World business news 02.06-.08.06

Deliverr, a shipping logistics business, was acquired by Shopify for $2.1 billion

Deliverr, a San Francisco, California-based e-commerce fulfillment firm, has been acquired by Shopify for $2.1 billion in cash and equity. The agreement, which was first reported by Bloomberg in April, is Shopify’s largest acquisition to date, and founder and CEO Tobi Lütke says it would allow the business to build a “end-to-end logistics” platform for millions of merchants.

In a blog post announcing the acquisition, Lütke stated, “Our goal is to not just level the playing field for independent enterprises, but to tilt it in their favor – turning their size and agility into their superpower.” “With Deliverr, SFN will provide a simple, powerful logistics platform to millions of developing businesses, allowing them to delight their customers.”

Lucid is increasing the price of its luxury Air EV by up to 13%

Starting June 1, the business said alongside its first-quarter earnings report that it would raise pricing on the variants of its luxury Air car.

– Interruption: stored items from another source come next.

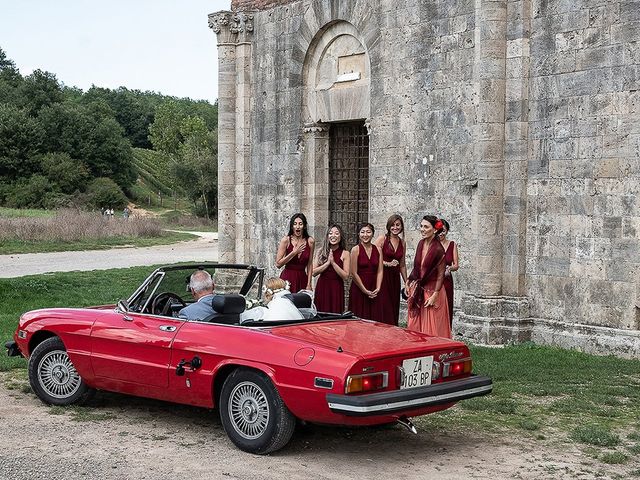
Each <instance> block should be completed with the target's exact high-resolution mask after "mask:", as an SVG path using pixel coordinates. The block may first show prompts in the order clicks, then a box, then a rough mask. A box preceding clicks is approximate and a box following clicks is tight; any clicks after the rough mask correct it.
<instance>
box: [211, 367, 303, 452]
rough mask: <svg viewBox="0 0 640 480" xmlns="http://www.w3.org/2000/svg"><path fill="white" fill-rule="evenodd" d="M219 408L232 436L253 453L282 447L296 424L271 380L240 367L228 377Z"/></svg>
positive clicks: (225, 430) (225, 384)
mask: <svg viewBox="0 0 640 480" xmlns="http://www.w3.org/2000/svg"><path fill="white" fill-rule="evenodd" d="M219 410H220V420H221V421H222V426H223V427H224V431H225V432H226V433H227V435H228V437H229V438H230V439H231V441H232V442H233V443H234V444H235V445H236V446H237V447H238V448H239V449H240V450H244V451H245V452H249V453H256V454H259V455H264V454H267V453H271V452H275V451H276V450H279V449H281V448H282V447H284V446H285V445H286V444H287V443H288V442H289V440H291V436H292V435H293V431H294V429H295V426H296V419H295V417H294V416H293V414H292V413H291V412H290V411H289V409H288V408H287V406H286V405H285V404H284V402H283V401H282V398H281V397H280V394H279V393H278V391H277V390H276V388H275V386H274V385H273V383H272V382H271V380H270V379H269V378H268V377H266V376H265V375H264V374H262V373H259V372H256V371H254V370H247V369H238V370H235V371H234V372H233V373H232V374H231V375H229V376H228V377H227V379H226V380H225V382H224V385H223V386H222V392H221V394H220V404H219Z"/></svg>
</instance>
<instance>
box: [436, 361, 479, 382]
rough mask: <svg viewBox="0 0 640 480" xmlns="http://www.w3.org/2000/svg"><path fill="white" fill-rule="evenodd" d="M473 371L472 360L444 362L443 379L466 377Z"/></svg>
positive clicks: (442, 368) (443, 366)
mask: <svg viewBox="0 0 640 480" xmlns="http://www.w3.org/2000/svg"><path fill="white" fill-rule="evenodd" d="M471 370H472V362H471V359H470V358H461V359H460V360H452V361H449V362H442V378H447V377H457V376H459V375H466V374H469V373H471Z"/></svg>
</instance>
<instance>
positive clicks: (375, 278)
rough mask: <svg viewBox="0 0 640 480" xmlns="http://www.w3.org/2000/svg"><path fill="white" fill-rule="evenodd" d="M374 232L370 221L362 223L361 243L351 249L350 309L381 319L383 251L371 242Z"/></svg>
mask: <svg viewBox="0 0 640 480" xmlns="http://www.w3.org/2000/svg"><path fill="white" fill-rule="evenodd" d="M374 232H375V229H374V228H373V225H371V224H370V223H363V224H362V225H360V229H359V230H358V238H359V239H360V243H359V244H358V245H356V246H355V247H353V248H352V249H351V263H350V266H351V278H352V282H351V289H350V290H349V310H351V311H352V312H353V313H354V314H355V315H356V316H358V317H360V318H366V319H369V320H377V321H380V320H382V316H381V315H380V309H379V308H377V306H376V298H377V297H378V294H379V292H380V286H381V285H382V252H381V251H380V247H378V246H376V245H374V244H373V243H371V240H372V239H373V233H374Z"/></svg>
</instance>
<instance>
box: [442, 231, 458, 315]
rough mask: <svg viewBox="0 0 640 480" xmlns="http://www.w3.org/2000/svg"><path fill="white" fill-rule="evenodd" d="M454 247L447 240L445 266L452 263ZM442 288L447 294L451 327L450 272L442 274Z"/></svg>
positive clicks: (453, 246)
mask: <svg viewBox="0 0 640 480" xmlns="http://www.w3.org/2000/svg"><path fill="white" fill-rule="evenodd" d="M454 249H455V244H454V243H453V241H449V246H448V247H447V251H446V252H444V264H445V266H451V265H453V250H454ZM442 286H443V287H444V290H445V292H446V294H447V305H448V306H449V325H450V326H452V327H453V277H452V276H451V273H449V275H445V276H444V281H443V283H442Z"/></svg>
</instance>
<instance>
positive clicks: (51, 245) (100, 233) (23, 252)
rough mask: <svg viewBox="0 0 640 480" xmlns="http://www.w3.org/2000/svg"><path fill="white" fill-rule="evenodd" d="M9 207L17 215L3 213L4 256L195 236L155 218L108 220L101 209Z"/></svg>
mask: <svg viewBox="0 0 640 480" xmlns="http://www.w3.org/2000/svg"><path fill="white" fill-rule="evenodd" d="M5 210H8V211H11V213H12V214H13V216H8V215H7V216H0V255H6V254H18V253H39V252H62V251H77V250H96V249H98V250H101V249H108V248H113V247H118V246H135V247H148V246H153V245H166V244H170V243H176V242H179V241H183V240H190V239H193V238H195V236H193V235H191V234H188V233H176V232H167V231H166V226H165V223H164V222H163V221H162V220H160V219H154V218H146V217H131V218H129V219H128V220H125V219H123V218H121V217H115V218H112V219H108V218H105V217H103V216H102V215H100V213H99V212H83V211H76V210H61V211H56V212H48V211H45V210H43V211H38V210H32V211H25V210H16V211H13V210H9V209H5ZM26 212H29V213H30V215H28V214H25V213H26ZM38 213H42V214H41V215H38Z"/></svg>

The price changes increase the basic price of the Air sedan by up to 13%.

The business stated that existing reservation holders will not face ticket increases and that updated pricing for Canada will be made public on June 1. Given that Lucid just revealed that it has 30,000 bookings for the Air, it will be some time before the business sees a return on these higher rates.

Larry Ellison is leading a group of investors who have contributed $7.1 billion to Musk’s Twitter purchase

Every day, we hear more about who is standing up to invest in Elon Musk’s quest to buy Twitter, like sands through an hourglass. Nearly two dozen investors have donated money, according to a Thursday filing, including Sequoia Capital, Binance, and Oracle co-founder Larry Ellison, who has $1 billion he isn’t doing anything with right now.

Zora Labs, an NFT firm, has raised $50 million from Haun Ventures

The NFT ecosystem is still chugging ahead, but the great bulk of traffic is still passing through the centralized halls of NFT marketplace OpenSea, leaving crypto VCs on the lookout for fresh avenues.

Haun Ventures, Katie Haun’s new firm, has made its first investment in NFT startup Zora Labs. The company is now worth $600 million thanks to a $50 million investment round.

‘I believe our finest days are ahead,’ says Daniel Ek, who invests $50 million in Spotify

Spotify co-founder Daniel Ek announced on Friday that he is investing $50 million in the music streaming service, sending its shares up over 3% to a high of $108.98 per share during regular trading hours.

Coinbase NFT sales volume has remained relatively stable since its April introduction

Unlike the line to get into an Apple store on the first day a new iPhone is released, the Coinbase NFT marketplace opened to the public this week, and unlike the line to get into an Apple store on the first day a new iPhone is released, not as many users are flocking to the service as the company may have expected. Perhaps we’re experiencing NFT weariness. You may make your own judgment as Jacquelyn reports on some expert opinions on what the problem might be — and whether there’s anything that can be done about it.

Stripe takes a swing at Plaid

The debut of Stripe’s new Financial Connections product, which TC’s Ingrid Lunden covered here, was perhaps the biggest news in the fintech sector this week. Yes, the product debut was newsworthy in and of itself. But it was the fact that it caused some debate, which is exactly what Plaid, a former Stripe partner, does, that elevated it in the world of newsworthiness. And it does so by allowing Stripe customers to connect directly to their customers’ bank accounts, as well as access financial data in order to speed up or complete specific types of transactions. Plaid does the same thing again.

Plaid CEO and co-founder Zach Perret responded to a post from Stripe PM Jay Shah in a since-deleted tweet, effectively challenging the “methods” in which Stripe might have acquired data when developing the product. Shah countered with a tweet of his own, defending his and his company’s conduct.

Socket receives $4.6 million in funding to audit and detect harmful open source code

Software is similar to any other product you make and sell in that it relies on leveraging components created by others, frequently in the form of source code, and ensuring that they don’t break or contain flaws that compromise the final result. The majority of the world’s software is based on open source code, which is produced by developers who share their work with the public. That also entails putting faith in the developers to always behave in good faith. However, projects are abandoned and picked up by others who install backdoors or malware, or, more recently, “protestware,” in which open source software developers update their code to delete the contents of Russian machines in protest of Russia’s invasion of Ukraine.